Thompson sketches many pragmatic but frustrating scenarios. Activists learn to appropriate the experiences of the long game in enduring the frustrations of making awareness campaigns stick and winning protracted court battles. In the middle of the book, he illustrates the scale of what is involved, when he describes the “scare map” in New Mexico, which uses black and red dots to indicate where every gas and oil well drilled in the San Juan Basin is located. There are large swatches of solid color and the perimeters surrounding Chaco Culture National Historical Park and the Huerfano Mountain Dzil Na’oodilii. Chaco is essential to the legacy of the Pueblo and Navajo peoples – the “apogee of civilization in what is now the United States,” as noted in a recent Sierra Club online piece. Navajo activists finally won their campaign to halt drilling near Chaco.

But, the risks of contaminated water are frighteningly ubiquitous. The San Juan Basin, for example, is home to a network of thousands of coalbed methane wells, making the region the world’s largest producer of coalbed methane. To illustrate just how much waste water is generated annually – either put into lined evaporation pounds or injected deep into disposal wells – Thompson cites that for just one geologic formation enough water is generated to fill 3,000 Olympic-sized swimming pools.

When readers finally get to the final pages of the book, they learn that had a water consent decree been adhered to, there would have been a different outcome than the disastrous spill which occurred in 2015. It becomes evident that of all the remediation efforts, “they don’t hold a candle to active water treatment when it comes to improving water quality,” Thompson explains.

He also cites the insights gleaned from Diné farmers who refused to use the water the EPA provided after the disaster. They stopped irrigating their crops and let their fields go fallow, which initially baffled Thompson because the slug from the disaster was not “especially dangerous,” and “wasn’t even distinguishable from the usual San Juan River silt by the time it reached Utah.”

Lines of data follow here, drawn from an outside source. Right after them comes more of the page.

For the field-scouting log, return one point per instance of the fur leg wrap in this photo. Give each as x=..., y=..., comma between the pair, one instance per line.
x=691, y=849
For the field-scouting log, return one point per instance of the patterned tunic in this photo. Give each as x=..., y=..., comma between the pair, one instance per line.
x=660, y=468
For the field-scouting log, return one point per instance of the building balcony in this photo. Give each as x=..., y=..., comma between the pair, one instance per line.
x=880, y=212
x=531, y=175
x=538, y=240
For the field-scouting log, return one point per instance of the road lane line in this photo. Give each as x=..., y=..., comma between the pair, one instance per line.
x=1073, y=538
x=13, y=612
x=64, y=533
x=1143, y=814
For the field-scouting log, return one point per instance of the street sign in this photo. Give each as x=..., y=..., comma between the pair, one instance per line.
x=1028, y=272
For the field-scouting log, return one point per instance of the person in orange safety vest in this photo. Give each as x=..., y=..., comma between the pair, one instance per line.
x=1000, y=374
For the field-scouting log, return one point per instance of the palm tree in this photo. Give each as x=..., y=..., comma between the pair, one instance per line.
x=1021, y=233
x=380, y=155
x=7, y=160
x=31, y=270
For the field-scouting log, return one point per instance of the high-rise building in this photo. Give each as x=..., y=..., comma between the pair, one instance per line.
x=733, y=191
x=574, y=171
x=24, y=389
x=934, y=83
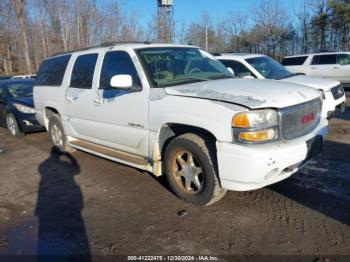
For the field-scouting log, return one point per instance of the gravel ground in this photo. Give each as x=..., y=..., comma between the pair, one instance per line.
x=82, y=204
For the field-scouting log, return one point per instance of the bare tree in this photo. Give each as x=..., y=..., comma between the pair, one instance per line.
x=20, y=9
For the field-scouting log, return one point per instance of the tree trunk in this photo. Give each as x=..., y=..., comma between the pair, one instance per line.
x=20, y=13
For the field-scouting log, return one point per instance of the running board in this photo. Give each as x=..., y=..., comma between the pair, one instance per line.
x=110, y=153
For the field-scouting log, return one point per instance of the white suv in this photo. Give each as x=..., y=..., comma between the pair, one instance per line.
x=264, y=67
x=176, y=110
x=333, y=65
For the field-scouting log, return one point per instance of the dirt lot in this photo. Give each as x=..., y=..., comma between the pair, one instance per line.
x=83, y=204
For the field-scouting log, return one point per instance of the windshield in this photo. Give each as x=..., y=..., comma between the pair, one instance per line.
x=169, y=66
x=20, y=90
x=269, y=68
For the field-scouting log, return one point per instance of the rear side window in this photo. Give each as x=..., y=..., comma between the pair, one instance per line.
x=117, y=63
x=83, y=71
x=294, y=61
x=324, y=60
x=343, y=59
x=51, y=71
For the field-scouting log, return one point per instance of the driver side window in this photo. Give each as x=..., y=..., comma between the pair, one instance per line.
x=117, y=63
x=238, y=68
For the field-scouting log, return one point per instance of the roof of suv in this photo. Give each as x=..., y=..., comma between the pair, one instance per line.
x=111, y=45
x=236, y=55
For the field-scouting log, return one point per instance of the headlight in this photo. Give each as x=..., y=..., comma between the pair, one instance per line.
x=24, y=109
x=256, y=119
x=255, y=126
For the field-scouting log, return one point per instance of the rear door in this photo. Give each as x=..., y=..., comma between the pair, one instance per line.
x=78, y=101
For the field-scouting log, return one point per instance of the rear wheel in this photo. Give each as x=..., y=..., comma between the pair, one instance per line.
x=58, y=136
x=190, y=164
x=12, y=126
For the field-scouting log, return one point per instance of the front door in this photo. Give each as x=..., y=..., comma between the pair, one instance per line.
x=79, y=99
x=121, y=116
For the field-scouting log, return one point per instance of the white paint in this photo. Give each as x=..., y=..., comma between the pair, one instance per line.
x=132, y=120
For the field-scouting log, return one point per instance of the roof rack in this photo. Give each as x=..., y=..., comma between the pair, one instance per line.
x=124, y=42
x=325, y=50
x=105, y=44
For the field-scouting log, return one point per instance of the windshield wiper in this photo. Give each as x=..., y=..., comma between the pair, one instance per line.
x=290, y=75
x=220, y=77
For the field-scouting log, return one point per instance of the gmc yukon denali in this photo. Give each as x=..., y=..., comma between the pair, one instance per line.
x=175, y=110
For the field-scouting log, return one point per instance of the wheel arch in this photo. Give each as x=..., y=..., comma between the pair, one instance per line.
x=49, y=111
x=171, y=130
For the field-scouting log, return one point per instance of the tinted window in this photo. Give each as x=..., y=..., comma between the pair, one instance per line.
x=20, y=89
x=52, y=70
x=324, y=60
x=83, y=71
x=238, y=68
x=117, y=63
x=343, y=59
x=291, y=61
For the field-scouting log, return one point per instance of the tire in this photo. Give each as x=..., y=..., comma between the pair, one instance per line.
x=58, y=136
x=12, y=126
x=193, y=179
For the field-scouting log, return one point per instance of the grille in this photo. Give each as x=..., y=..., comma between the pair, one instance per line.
x=301, y=120
x=337, y=92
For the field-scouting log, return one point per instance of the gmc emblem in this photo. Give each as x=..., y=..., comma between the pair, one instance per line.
x=308, y=118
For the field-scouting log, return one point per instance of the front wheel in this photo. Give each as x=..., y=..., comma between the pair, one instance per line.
x=58, y=136
x=12, y=126
x=190, y=164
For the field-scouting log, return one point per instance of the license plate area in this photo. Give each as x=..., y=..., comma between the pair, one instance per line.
x=314, y=147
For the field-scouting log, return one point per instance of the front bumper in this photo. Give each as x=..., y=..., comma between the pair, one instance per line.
x=249, y=167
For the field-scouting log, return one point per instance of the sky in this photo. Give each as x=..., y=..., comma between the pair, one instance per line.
x=190, y=10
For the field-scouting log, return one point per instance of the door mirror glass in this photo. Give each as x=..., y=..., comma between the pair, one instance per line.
x=231, y=70
x=121, y=81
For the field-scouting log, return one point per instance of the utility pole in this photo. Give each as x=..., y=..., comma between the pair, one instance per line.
x=165, y=20
x=206, y=38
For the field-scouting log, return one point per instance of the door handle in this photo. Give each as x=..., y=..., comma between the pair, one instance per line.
x=98, y=101
x=69, y=99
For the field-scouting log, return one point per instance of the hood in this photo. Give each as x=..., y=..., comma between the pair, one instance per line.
x=27, y=101
x=250, y=93
x=314, y=82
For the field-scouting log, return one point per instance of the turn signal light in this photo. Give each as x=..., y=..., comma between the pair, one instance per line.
x=241, y=120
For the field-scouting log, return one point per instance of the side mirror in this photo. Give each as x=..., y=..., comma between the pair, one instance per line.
x=231, y=70
x=249, y=77
x=121, y=81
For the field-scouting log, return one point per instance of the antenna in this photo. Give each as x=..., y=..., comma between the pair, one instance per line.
x=165, y=20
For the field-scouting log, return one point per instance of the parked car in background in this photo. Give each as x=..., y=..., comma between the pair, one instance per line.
x=333, y=65
x=5, y=77
x=17, y=111
x=264, y=67
x=176, y=110
x=24, y=77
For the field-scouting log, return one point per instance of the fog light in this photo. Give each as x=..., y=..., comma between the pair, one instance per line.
x=258, y=136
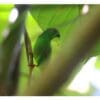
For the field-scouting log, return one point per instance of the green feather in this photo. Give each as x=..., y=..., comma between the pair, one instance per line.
x=42, y=47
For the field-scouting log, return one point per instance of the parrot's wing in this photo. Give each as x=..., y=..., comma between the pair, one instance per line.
x=41, y=51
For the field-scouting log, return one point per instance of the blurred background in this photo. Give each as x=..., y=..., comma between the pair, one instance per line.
x=14, y=70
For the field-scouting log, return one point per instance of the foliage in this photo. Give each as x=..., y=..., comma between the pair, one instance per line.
x=35, y=19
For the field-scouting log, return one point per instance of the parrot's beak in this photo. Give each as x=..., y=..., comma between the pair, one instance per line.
x=58, y=35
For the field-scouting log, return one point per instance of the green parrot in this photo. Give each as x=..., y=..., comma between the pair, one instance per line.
x=42, y=47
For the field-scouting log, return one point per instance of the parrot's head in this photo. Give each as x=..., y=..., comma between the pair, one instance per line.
x=52, y=33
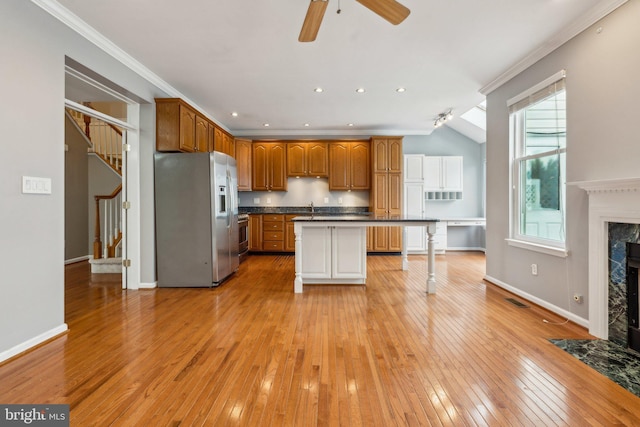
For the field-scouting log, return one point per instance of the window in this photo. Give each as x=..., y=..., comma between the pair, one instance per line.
x=538, y=141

The takeaway, he concludes, is not found necessarily in science but in the historical value and meaning of Place, which he discusses throughout the book. “Mining had changed the Place,” he writes. “When the dynamite and the draglines chomp apart ancestral grazing lands, it takes away more than just grass, rocks, and shrubs, it also shatters a delicate harmony that had existed between humans and the land for ages. … [and when] the Place gets tainted, as do all who remain there. The trauma gets into our psyches and then into our cells, maybe even our genes, affecting us both psychologically and physiologically.”

In the 1960s, Carson’s book, a masterpiece of literary nonfiction, achieved a good deal. It paved the path to the EPA being established. Likewise, Thompson’s book is vivid, courageous and strategically informative. Despite the current frustrations about a compromised EPA, Thompson reminds us that remediation and reclamation efforts (especially in water treatment) can be revived and expanded, giving us the chance to do the most responsible rehabilitative work in a changed Place.